On Tue, 13 Oct 2003, S. suddenly blurted out:
oops i meant is there a formula to map unicode to sgml notation
If you're aiming to participate in big-8 newsgroups... (well, see
footnote [1])
{ was an example.
Sure, no problem with that.
i have finished my site using sgml notation for the special
chars.out of curiosity what i wanted to know was that if sgml is
related to unicode.
The SGML notation &#number; (technically this is a "numeric character
reference") refers to the decimal value of the character position in
the chosen "Document Character Set" (a technical term from SGML).

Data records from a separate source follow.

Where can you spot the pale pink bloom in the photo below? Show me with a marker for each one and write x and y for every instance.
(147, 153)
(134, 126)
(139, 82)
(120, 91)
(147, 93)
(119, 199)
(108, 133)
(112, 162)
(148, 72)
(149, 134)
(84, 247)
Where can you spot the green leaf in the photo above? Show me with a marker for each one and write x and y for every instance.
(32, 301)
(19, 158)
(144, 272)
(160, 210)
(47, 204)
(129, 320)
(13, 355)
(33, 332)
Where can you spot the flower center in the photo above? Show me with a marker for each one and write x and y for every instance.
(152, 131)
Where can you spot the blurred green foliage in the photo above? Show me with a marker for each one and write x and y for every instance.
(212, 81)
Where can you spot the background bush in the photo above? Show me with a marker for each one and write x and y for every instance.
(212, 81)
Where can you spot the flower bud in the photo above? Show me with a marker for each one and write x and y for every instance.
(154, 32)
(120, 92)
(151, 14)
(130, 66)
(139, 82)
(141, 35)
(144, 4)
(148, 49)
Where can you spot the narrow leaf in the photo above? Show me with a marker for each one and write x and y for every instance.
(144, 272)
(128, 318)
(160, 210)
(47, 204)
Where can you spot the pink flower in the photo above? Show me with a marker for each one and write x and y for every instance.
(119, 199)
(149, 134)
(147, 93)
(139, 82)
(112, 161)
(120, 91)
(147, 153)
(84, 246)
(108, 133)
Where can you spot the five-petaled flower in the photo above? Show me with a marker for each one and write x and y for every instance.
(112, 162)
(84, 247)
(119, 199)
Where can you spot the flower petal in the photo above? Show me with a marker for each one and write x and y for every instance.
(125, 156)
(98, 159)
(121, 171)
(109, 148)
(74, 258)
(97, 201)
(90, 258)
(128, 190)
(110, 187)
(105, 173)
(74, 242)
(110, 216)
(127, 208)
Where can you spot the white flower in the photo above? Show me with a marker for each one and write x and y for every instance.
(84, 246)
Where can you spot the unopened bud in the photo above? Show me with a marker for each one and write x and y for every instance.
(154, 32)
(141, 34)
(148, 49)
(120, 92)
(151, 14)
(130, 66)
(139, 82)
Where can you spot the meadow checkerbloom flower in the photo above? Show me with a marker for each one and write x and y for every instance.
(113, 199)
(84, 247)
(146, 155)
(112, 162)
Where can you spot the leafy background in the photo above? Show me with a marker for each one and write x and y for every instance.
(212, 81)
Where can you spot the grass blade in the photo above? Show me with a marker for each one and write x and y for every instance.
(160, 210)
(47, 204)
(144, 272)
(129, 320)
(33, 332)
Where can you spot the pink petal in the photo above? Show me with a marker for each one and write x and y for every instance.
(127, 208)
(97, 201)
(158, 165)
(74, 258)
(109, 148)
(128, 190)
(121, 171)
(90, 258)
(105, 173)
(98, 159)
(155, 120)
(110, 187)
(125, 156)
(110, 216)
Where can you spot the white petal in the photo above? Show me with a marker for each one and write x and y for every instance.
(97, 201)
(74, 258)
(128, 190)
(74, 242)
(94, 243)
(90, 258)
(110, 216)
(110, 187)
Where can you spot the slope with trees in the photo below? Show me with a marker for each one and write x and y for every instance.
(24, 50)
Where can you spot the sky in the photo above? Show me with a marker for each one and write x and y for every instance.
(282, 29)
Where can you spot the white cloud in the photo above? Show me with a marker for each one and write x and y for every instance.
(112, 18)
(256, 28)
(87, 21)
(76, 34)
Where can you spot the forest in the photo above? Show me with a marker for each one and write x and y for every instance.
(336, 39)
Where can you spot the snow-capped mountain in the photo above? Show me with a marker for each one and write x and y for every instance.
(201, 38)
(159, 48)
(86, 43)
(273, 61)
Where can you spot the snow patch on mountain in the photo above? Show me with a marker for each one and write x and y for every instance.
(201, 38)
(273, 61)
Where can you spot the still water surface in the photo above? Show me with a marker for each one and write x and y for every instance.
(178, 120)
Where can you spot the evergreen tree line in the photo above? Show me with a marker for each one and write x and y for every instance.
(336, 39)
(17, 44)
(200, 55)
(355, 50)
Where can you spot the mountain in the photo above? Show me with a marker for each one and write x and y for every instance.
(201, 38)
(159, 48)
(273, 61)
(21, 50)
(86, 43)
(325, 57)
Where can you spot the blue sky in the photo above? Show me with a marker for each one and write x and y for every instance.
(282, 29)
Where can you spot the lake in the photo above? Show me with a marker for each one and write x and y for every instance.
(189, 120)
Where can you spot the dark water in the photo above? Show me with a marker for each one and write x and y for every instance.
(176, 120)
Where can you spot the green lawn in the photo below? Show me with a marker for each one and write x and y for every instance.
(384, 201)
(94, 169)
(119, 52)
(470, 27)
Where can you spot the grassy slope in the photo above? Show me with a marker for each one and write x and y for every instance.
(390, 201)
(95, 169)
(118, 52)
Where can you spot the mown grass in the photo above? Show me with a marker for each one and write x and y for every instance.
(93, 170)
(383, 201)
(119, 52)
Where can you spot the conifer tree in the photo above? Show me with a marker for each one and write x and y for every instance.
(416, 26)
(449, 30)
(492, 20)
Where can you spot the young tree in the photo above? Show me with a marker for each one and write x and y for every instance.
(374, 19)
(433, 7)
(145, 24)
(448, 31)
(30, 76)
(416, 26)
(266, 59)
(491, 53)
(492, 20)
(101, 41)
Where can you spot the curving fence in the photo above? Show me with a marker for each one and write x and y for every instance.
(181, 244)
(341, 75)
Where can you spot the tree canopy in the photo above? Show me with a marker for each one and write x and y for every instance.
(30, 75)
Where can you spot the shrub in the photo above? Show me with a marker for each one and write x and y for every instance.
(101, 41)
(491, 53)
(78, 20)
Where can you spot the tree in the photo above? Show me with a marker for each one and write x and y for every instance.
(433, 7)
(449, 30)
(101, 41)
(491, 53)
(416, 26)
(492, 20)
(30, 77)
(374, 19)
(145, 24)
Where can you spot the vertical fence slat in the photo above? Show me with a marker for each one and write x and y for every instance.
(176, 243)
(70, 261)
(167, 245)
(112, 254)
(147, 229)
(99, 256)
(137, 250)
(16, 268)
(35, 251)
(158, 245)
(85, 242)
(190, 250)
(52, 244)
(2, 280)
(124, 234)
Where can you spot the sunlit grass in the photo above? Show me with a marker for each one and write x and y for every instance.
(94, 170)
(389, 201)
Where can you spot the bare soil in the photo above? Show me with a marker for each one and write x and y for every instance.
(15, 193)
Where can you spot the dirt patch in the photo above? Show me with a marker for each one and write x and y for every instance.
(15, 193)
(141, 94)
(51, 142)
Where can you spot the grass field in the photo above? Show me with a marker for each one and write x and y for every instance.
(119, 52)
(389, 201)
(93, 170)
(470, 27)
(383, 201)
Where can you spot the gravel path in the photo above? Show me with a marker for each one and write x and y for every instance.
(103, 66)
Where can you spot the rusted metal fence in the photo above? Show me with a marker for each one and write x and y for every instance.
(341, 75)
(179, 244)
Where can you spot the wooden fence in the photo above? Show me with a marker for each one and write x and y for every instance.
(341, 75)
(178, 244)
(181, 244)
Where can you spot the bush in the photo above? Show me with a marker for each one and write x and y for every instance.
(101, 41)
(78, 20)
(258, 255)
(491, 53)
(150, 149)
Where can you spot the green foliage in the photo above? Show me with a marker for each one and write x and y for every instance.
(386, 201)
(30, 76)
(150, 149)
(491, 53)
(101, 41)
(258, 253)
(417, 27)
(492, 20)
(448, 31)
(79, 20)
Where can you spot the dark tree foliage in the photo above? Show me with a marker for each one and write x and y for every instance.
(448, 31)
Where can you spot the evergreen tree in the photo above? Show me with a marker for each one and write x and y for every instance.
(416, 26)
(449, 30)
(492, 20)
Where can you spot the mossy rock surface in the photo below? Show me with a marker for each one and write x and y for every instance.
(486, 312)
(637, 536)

In versions of HTML starting with RFC2070 and continuing through
HTML4.01 and into XHTML, there is only one "Document Character Set" in
HTML, and that is Unicode.
In SGML itself, you could define any character set to be a "Document
Character Set". (This would be done in the "SGML Declaration", as I
understand it). But for HTML there is a non-negotiable "SGML
Declaration" which sets the document character set (for the particular
version of HTML under discussion): and that, for good reason, was
chosen to be Unicode.
Note that the Document Character Set has *no* relationship to the
external document character coding: by using the &#number; notation
it's possible, if you wish, to represent the entire Document Character
Set (i.e Unicode) using nothing more challenging than US-ASCII
character coding. But that's only one possible option - there are
many possible choices[2]
The external document coding is specified in MIME notation by the
so-called "charset" attribute, which is very confusing in this
context, since it has nothing whatever to do with the Document
Character Set. In current versions of HTML, many different "charset"

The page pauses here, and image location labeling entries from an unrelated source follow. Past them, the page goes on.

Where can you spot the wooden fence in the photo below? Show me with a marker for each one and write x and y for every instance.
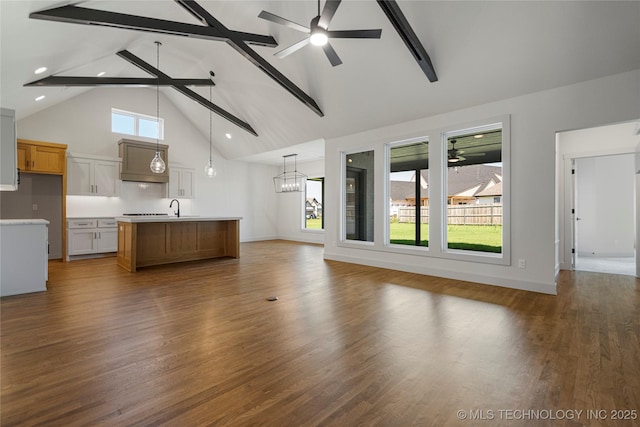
(489, 214)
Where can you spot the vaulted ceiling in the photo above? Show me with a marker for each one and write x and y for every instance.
(482, 52)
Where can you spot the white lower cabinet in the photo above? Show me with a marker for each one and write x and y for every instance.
(87, 236)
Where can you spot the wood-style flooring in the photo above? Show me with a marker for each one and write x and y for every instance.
(344, 345)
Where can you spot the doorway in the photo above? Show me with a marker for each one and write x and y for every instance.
(604, 203)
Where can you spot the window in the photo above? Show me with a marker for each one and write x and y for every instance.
(358, 180)
(313, 206)
(136, 124)
(408, 193)
(474, 189)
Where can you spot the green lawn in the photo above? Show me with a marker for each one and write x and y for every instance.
(314, 224)
(484, 238)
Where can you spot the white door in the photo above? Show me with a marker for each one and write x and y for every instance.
(604, 236)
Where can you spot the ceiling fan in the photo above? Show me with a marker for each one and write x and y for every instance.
(319, 33)
(454, 154)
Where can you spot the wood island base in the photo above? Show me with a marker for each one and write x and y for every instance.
(147, 243)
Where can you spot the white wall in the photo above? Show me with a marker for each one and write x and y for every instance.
(84, 124)
(291, 208)
(610, 139)
(535, 119)
(605, 204)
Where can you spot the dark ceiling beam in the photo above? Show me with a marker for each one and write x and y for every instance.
(240, 46)
(85, 16)
(184, 90)
(408, 36)
(117, 81)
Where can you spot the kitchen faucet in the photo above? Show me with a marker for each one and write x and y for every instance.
(178, 211)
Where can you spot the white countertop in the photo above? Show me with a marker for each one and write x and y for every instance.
(24, 222)
(170, 218)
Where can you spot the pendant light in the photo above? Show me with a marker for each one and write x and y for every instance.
(287, 181)
(157, 164)
(210, 168)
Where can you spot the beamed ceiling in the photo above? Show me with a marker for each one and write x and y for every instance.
(481, 52)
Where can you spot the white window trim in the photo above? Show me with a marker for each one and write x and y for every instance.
(304, 210)
(137, 117)
(503, 258)
(343, 241)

values are used, according to the locale and writing system in use and
other considerations; but there is only one Document Character Set,
namely Unicode.
i.e. is a sgml value Ӓ decimal for some unicode char
In HTML, this is certainly so.
or did sgml define its own table of char to decimal values.

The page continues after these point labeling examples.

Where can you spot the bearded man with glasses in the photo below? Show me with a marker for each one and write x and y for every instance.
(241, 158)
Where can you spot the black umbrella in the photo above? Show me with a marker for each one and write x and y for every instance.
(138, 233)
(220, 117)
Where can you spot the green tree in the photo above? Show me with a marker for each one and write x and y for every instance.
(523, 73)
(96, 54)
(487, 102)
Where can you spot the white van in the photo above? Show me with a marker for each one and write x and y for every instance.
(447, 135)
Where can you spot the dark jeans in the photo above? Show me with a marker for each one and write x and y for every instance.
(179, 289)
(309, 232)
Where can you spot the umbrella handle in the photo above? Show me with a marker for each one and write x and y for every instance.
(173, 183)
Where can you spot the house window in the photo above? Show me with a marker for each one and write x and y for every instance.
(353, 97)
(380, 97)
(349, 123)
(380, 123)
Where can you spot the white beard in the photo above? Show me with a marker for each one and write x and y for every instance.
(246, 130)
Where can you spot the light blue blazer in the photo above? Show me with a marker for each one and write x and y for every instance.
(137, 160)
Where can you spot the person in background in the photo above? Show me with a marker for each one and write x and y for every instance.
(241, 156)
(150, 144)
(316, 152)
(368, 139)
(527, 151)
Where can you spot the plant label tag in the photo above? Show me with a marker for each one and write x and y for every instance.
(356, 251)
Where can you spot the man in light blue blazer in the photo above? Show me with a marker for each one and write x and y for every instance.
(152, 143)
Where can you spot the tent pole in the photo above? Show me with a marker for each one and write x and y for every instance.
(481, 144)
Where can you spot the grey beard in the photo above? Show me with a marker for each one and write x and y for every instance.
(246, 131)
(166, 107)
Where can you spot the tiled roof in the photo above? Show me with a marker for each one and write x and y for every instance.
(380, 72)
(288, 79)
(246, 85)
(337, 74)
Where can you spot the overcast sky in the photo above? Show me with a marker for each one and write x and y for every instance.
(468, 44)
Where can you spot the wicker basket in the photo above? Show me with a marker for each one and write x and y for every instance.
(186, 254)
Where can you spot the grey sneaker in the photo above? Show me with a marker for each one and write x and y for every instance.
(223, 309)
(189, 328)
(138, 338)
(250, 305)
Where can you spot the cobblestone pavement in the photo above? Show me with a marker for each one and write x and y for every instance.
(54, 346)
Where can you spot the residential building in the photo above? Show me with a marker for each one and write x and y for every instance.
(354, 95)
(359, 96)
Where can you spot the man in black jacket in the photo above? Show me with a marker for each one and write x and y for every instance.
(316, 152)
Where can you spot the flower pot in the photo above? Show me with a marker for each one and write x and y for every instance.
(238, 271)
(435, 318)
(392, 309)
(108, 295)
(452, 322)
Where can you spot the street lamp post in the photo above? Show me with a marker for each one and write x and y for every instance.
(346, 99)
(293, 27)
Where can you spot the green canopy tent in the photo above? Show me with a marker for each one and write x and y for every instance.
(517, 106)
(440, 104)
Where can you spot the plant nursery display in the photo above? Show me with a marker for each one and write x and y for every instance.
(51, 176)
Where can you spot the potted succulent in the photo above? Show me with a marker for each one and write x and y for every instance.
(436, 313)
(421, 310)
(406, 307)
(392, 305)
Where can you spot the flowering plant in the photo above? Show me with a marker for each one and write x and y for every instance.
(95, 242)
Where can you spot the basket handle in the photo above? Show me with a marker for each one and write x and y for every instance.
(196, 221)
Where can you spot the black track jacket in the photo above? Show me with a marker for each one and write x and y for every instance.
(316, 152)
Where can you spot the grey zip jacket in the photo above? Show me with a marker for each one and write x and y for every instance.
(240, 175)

No, SGML doesn't have a specific "table" of such values: it can use
whatever Document Character Set the SGML user cares to put in their
declaration, I believe. Of course, there are good practical reasons
for choosing Unicode.
is there a mathematical formula to calculate a unicode value
Unicode publications represent their characters using a hexadecimal
notation e.g U+04D2 for "CYRILLIC CAPITAL LETTER A WITH DIAERESIS",
which you would represent as your example Ӓ
Later, SGML adopted a syntax for hexadecimal numeric character
references, e.g Ӓ if you don't want to do the conversion - but
as far as its use in HTML for the WWW, you get slightly better support
across browsers if you use the decimal syntax instead.
given its utf8 value?
As I said before, utf-8 is an encoding of Unicode. The details are
published, but you'd be better advised to use some available library
or module which supports this encoding, and the other encodings of
Unicode, for you.
good luck
[1] If you're aiming to participate in big-8 newsgroups, you'd be
strongly advised to catch up with the netiquette conventions. In
particular, about not posting the same question separately to
different groups (yes, some of us read more than one group, and we
spot these things), and following the accepted rules of quotation: one
quotes, with attribution, the specific part of the previous thread
which sets the context for your followup - one puts one's comment
below the context-setting quote - and one snips all extraneous matter,
signatures etc. from what one is quoting.
[2] I have an overview aimed at optimising the choice, at
http://ppewww.ph.gla.ac.uk/~flavell/charset/checklist
(this now cross-posted to c.t.sgml, and followups suggested back at
c.i.w.a.html).